About three weeks into the shoot, Phillips and Phoenix were dissatisfied with the scripted version of a pivotal scene: After Arthur unleashes his dark side, killing three Wall Street bros on the subway, he runs into a grimy bathroom to hide his gun.
“We now had been shooting for a month, and it didn’t feel like the Arthur that we had been filming,” Phillips explained. “So we’re trying to figure out what to do on the day — we have 250 people outside, waiting to decide what we were going to shoot.”
Joker comes alive through dance in several places in the script, and they decided this would be a great moment for dance. Phoenix said: “But it’s not a happy dance. I don’t know what it is,” the actor recalled. Phillips said he had this new cello piece from the composer, and played it for Phoenix on his iPhone.
“And I was deeply moved by it,” said Phoenix. “It was mysterious, and there was this movement that felt — or at least I interpreted it as — kind of transformational.”
Phillips cranked up the theme on speakers, started the camera on the star’s shoe, and captured one of the most striking moments in the film: Arthur’s graceful, complicated metamorphosis into Joker.

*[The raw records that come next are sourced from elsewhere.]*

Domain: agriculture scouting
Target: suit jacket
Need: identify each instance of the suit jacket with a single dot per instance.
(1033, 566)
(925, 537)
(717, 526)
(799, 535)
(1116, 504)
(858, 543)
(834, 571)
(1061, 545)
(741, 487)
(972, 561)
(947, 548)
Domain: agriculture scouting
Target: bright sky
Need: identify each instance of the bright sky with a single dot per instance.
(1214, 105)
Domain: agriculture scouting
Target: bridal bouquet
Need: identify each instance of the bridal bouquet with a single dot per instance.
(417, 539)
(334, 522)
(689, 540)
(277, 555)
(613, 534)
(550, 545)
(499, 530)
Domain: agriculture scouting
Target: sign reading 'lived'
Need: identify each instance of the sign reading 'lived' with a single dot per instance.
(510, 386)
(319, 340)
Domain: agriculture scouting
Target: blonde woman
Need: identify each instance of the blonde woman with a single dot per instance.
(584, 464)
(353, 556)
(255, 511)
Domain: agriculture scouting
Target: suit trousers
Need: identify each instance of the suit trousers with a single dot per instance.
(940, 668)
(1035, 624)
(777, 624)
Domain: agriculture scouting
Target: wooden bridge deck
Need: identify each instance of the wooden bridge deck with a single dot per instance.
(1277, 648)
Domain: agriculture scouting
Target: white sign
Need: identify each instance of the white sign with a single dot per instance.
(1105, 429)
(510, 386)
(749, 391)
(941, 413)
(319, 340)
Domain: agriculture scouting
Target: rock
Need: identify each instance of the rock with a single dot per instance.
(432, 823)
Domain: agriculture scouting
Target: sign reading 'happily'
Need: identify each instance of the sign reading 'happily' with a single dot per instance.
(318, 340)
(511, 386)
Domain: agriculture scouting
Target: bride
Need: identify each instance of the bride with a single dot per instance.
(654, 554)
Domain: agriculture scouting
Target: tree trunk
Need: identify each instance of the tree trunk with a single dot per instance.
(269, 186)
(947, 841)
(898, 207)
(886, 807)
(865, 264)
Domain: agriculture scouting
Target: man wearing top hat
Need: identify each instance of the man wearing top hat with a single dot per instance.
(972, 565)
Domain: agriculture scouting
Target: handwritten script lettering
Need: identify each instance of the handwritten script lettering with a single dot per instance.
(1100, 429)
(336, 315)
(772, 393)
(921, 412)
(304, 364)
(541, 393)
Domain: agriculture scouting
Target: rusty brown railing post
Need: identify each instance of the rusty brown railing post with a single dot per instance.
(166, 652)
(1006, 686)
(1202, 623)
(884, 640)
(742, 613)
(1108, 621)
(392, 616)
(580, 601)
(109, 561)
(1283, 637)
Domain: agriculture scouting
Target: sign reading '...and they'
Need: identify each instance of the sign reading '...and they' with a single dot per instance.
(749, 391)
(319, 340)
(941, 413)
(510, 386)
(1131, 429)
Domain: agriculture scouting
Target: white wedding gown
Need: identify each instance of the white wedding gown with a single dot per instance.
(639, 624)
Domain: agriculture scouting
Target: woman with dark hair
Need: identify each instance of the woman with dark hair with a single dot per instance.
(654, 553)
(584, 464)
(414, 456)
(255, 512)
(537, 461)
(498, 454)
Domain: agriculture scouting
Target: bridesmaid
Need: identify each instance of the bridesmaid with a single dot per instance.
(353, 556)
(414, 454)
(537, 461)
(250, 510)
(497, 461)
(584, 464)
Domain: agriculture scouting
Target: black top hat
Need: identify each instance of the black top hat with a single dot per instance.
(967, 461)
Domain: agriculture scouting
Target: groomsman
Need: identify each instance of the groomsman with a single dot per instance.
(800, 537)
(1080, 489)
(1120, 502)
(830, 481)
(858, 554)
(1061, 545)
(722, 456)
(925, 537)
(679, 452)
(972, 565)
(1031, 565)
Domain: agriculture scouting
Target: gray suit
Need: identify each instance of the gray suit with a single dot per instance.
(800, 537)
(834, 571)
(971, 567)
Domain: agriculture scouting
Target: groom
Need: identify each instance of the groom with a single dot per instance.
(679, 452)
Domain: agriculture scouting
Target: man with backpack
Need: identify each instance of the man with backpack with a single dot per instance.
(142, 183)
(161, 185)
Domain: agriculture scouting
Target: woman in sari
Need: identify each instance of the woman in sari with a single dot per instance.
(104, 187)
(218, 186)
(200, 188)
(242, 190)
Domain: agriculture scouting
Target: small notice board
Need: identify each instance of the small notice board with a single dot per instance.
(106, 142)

“There was something that felt incredibly intimate and visceral about it,” said Phoenix. “And I think that probably really fueled me in a way.”
Phillips would send Guðnadóttir dailies from set, which would spark new music, and that music would then shape the film as it was being edited. They then went through the traditional scoring process with a cut of the film, trying and eventually rejecting several ideas — like musically commenting on the character of Sophie, played by Zazie Beetz, or Arthur’s relationship with his mother.
Guðnadóttir traced Arthur’s journey (his “ascent into madness,” in Phillips’ words) with the “Defeated Clown” theme. It’s another lonely, sympathetic idea for solo cello, but whispering almost silently behind it is a full 90-piece orchestra.
“Those are the kind of forces that are trying to push through,” she explained. “Those are the forces that he hasn’t really figured out yet. The last time we hear this theme is the most angry version of it — it has massive drums, and the whole orchestra’s just like suffocated the cello. It’s still there, but the anger has taken over Arthur.”